The Silvanesti, on foot, had fallen behind during the night but caught up at the ridge. Ironically, it was the elves who had the stiffest fight in the mountains.

As Karada had ordered, Balif led his soldiers to the cliff top and immediately ran into a force of five-score raiders. Outnumbered three to one, Balif attacked. The raiders had detected Karada’s large, mounted band moving through the pass and closed ranks in expectation of an assault on horseback. They did not expect thirty metal-armed Silvanesti on foot.

Balif spread his elves out in skirmishing order, taking a small pinnacle above the plateau first. From there, the Silvanesti hurled bronze-tipped javelins down on the tightly packed raiders.

Outflanked, half the raiders bolted there and then. The rest charged the elves with their long stabbing spears leveled. Balif drew his soldiers back on the crag where the raiders’ horses couldn’t reach them. The undisciplined raiders broke into small groups and attacked at will, which allowed Balif to pick them off, equally at will. By midday, the elf lord was master of the plateau.

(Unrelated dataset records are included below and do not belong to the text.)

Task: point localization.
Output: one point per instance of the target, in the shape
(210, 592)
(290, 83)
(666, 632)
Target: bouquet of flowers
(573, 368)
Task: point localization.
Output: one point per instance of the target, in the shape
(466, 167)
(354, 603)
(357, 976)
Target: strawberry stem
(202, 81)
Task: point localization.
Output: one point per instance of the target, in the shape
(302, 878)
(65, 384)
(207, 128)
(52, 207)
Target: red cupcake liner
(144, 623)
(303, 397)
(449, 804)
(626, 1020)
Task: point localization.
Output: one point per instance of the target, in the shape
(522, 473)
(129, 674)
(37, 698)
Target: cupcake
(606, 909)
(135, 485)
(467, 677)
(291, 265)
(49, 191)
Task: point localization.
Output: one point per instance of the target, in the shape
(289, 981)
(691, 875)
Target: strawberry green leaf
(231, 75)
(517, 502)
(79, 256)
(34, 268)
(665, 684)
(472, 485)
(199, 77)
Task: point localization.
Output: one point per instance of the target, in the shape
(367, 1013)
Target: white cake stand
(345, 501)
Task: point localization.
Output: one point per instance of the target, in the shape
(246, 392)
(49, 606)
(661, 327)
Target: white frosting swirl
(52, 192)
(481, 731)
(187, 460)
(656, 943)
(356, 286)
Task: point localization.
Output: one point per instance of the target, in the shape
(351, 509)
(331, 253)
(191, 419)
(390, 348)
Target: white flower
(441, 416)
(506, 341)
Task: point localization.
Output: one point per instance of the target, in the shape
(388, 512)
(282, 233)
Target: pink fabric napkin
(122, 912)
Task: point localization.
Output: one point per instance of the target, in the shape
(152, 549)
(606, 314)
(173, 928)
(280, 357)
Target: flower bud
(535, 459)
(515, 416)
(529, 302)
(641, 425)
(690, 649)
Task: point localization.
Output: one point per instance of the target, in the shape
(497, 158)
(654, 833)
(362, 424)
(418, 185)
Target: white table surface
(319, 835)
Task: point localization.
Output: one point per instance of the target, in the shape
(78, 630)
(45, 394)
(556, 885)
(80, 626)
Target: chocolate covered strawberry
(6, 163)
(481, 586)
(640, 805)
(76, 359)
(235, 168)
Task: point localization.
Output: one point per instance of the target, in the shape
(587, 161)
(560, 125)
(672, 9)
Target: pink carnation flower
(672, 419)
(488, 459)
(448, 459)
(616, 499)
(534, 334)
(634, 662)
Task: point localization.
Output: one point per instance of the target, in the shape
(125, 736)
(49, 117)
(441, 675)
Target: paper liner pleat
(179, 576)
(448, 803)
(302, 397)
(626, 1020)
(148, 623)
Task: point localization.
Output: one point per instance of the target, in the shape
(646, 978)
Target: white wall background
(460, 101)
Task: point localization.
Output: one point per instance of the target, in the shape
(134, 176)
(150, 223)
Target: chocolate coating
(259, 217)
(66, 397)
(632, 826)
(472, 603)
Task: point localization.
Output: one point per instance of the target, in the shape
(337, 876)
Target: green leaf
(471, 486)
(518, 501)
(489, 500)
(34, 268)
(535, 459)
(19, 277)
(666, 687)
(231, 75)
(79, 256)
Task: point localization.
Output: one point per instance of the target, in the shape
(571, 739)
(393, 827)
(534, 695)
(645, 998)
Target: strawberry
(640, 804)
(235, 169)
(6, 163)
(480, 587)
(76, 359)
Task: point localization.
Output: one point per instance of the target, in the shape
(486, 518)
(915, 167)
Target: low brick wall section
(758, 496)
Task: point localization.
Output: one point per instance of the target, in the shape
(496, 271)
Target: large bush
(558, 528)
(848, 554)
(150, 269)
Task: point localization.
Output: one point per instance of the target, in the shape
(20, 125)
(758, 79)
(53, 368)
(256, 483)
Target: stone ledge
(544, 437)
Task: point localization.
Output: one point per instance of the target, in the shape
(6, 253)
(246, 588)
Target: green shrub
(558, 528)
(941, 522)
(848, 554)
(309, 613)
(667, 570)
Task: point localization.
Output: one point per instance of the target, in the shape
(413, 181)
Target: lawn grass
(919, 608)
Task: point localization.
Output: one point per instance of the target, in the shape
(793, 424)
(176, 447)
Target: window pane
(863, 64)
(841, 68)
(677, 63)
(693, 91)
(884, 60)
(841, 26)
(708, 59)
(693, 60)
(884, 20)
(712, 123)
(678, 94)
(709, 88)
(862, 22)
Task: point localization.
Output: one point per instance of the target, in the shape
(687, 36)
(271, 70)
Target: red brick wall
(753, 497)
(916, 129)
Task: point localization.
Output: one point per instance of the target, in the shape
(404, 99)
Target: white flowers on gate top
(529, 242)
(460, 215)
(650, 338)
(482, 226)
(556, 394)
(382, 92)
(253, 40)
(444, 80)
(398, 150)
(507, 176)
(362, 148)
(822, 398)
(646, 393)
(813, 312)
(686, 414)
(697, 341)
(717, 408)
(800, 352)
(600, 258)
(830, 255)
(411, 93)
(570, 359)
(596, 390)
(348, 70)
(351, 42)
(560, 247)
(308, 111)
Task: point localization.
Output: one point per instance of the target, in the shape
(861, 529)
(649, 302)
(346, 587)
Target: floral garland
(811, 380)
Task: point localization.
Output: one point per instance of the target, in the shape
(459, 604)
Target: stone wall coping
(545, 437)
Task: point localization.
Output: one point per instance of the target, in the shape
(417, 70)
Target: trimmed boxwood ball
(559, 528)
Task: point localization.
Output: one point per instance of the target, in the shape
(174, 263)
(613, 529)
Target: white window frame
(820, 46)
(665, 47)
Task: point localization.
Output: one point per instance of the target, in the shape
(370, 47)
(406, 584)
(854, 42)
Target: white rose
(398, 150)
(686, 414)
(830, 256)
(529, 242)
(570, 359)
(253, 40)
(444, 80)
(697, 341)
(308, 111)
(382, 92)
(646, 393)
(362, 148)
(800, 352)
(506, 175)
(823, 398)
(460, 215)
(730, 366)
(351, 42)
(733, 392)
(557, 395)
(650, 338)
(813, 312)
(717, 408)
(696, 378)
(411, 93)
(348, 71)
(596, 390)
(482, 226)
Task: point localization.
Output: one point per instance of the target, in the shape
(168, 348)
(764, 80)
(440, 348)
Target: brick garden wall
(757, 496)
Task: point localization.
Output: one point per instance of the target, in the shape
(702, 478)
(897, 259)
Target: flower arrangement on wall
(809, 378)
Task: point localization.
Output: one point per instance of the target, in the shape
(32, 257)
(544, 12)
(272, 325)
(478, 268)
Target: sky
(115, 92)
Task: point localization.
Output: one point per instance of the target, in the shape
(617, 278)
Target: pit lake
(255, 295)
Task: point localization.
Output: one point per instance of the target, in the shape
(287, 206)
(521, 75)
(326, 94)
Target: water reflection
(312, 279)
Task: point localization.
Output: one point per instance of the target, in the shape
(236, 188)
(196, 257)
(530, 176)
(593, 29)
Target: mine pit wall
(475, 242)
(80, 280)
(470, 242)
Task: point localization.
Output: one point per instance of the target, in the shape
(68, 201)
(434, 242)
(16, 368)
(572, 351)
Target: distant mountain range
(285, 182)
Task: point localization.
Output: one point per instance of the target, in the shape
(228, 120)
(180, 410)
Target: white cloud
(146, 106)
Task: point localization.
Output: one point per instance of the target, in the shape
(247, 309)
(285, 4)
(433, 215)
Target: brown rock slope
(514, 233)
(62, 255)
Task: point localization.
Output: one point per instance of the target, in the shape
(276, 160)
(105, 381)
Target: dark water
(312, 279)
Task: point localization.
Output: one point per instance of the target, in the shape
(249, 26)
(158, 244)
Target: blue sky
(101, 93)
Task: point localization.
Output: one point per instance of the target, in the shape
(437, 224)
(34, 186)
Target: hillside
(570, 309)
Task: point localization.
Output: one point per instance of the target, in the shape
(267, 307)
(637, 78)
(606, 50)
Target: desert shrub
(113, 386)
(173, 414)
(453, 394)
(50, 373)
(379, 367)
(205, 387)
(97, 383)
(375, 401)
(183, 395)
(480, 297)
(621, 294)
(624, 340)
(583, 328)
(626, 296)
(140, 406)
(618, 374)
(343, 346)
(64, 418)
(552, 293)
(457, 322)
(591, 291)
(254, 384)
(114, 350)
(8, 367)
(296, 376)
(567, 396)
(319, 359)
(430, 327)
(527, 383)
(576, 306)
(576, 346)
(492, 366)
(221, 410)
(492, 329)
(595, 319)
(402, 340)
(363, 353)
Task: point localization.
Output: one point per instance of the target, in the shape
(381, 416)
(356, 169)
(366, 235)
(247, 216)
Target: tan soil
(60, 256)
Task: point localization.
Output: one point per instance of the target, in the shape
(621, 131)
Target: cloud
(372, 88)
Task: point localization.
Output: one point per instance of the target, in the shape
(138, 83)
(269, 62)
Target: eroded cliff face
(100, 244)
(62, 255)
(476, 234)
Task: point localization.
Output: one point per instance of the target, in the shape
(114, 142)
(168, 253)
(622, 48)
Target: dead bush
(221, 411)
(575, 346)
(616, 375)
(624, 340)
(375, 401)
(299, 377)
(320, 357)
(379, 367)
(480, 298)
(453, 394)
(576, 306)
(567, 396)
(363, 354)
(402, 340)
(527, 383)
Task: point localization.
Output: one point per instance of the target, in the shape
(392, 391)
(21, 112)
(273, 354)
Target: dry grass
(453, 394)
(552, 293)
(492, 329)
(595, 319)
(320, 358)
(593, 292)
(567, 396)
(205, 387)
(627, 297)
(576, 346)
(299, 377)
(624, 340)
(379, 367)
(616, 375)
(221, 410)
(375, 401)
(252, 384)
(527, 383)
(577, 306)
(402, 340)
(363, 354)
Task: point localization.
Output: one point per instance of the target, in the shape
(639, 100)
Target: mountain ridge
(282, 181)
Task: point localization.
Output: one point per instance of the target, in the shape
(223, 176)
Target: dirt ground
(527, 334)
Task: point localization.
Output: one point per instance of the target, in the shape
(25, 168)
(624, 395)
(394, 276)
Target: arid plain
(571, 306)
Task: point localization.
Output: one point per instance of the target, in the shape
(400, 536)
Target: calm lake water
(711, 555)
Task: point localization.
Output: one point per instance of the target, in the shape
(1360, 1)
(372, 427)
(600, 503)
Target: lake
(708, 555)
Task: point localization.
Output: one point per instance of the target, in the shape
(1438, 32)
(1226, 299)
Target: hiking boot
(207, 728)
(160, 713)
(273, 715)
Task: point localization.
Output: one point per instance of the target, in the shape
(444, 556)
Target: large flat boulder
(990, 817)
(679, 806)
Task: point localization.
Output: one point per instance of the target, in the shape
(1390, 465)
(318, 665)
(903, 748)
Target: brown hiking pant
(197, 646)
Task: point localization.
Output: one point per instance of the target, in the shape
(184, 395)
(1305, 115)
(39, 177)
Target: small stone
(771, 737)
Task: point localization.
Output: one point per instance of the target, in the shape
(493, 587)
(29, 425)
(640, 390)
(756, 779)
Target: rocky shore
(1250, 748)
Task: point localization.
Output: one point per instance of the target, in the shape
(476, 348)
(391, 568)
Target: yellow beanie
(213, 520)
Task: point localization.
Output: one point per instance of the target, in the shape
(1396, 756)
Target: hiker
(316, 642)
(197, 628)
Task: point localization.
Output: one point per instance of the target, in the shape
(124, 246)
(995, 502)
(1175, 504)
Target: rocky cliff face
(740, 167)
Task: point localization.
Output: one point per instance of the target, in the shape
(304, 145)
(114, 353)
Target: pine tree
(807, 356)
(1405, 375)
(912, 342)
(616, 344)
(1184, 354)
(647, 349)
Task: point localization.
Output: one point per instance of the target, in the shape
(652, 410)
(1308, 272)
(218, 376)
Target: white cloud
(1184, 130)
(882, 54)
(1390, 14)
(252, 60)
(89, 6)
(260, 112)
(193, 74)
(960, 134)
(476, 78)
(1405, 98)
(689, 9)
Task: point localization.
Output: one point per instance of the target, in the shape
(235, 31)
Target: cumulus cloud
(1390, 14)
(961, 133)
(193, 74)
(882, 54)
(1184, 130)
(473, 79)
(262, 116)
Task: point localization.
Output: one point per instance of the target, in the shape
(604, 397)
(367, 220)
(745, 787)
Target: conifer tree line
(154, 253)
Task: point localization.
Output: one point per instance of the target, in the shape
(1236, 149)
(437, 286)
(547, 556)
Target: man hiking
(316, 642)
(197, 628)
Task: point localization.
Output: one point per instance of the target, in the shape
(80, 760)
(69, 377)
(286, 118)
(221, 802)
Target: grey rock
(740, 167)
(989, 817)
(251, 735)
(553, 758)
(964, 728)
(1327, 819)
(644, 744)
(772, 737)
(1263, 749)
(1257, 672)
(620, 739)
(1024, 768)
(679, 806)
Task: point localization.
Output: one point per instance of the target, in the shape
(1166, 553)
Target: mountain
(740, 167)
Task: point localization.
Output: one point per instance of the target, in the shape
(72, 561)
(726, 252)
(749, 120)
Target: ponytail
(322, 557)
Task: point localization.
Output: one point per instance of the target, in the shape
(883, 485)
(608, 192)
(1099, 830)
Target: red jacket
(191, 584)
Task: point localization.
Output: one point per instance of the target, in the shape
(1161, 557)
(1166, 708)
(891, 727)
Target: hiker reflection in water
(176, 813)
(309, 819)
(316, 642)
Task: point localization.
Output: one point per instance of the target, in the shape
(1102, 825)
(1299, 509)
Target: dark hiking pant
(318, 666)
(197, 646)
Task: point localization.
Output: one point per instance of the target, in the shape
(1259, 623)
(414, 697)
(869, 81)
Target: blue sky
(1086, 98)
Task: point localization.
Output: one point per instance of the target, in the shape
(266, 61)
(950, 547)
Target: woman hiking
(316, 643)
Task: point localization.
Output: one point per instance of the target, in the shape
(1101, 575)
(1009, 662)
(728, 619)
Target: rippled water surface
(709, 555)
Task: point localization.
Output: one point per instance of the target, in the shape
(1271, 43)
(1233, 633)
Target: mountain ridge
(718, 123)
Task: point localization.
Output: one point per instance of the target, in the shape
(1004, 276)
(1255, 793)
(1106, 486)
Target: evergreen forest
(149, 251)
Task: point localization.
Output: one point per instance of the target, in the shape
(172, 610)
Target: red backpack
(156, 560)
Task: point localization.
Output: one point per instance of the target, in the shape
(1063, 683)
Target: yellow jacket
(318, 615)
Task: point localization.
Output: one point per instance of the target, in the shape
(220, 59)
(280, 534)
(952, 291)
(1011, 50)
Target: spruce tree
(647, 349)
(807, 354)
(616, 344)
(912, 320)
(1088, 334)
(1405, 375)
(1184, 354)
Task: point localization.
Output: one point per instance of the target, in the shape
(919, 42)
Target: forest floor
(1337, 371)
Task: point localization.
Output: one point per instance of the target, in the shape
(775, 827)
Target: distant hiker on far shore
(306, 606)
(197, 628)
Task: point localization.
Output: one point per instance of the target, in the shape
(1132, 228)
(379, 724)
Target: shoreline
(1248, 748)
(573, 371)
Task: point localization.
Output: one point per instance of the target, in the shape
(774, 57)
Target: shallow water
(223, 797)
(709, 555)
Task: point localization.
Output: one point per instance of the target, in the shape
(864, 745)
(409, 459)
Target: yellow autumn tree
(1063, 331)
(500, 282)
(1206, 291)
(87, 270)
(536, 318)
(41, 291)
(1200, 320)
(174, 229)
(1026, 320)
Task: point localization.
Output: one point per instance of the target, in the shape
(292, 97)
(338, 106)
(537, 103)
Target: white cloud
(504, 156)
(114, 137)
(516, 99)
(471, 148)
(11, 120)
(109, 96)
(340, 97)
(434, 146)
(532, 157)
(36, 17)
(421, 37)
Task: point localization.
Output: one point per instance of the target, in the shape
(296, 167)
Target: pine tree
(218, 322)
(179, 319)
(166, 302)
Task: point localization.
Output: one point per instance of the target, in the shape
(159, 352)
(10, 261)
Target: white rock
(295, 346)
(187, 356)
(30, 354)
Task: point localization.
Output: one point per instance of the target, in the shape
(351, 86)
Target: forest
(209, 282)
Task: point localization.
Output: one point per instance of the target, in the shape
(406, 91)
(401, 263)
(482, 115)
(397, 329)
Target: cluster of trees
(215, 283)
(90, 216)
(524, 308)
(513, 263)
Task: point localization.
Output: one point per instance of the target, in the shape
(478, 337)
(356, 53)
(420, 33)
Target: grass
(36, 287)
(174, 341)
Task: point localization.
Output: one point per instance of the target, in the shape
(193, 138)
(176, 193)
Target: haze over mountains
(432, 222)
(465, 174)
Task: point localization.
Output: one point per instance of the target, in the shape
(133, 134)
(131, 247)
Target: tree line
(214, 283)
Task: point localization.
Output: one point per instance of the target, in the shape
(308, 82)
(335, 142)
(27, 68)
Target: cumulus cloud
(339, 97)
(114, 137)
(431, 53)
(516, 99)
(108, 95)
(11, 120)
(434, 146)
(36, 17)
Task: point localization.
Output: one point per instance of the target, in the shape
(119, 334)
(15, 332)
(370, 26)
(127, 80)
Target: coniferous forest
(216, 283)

Sending a messenger on a dead raider’s horse, Balif informed Karada he held the cliff tops. To his surprise, the messenger returned with Karada herself and an entourage of twenty nomads.

She looked over the field of Balif’s small victory. The elf lord, long hair tied back with a leather strap in nomad fashion, was sweating in the heat but as composed as ever.

“Well done,” she said. “How do they fight?”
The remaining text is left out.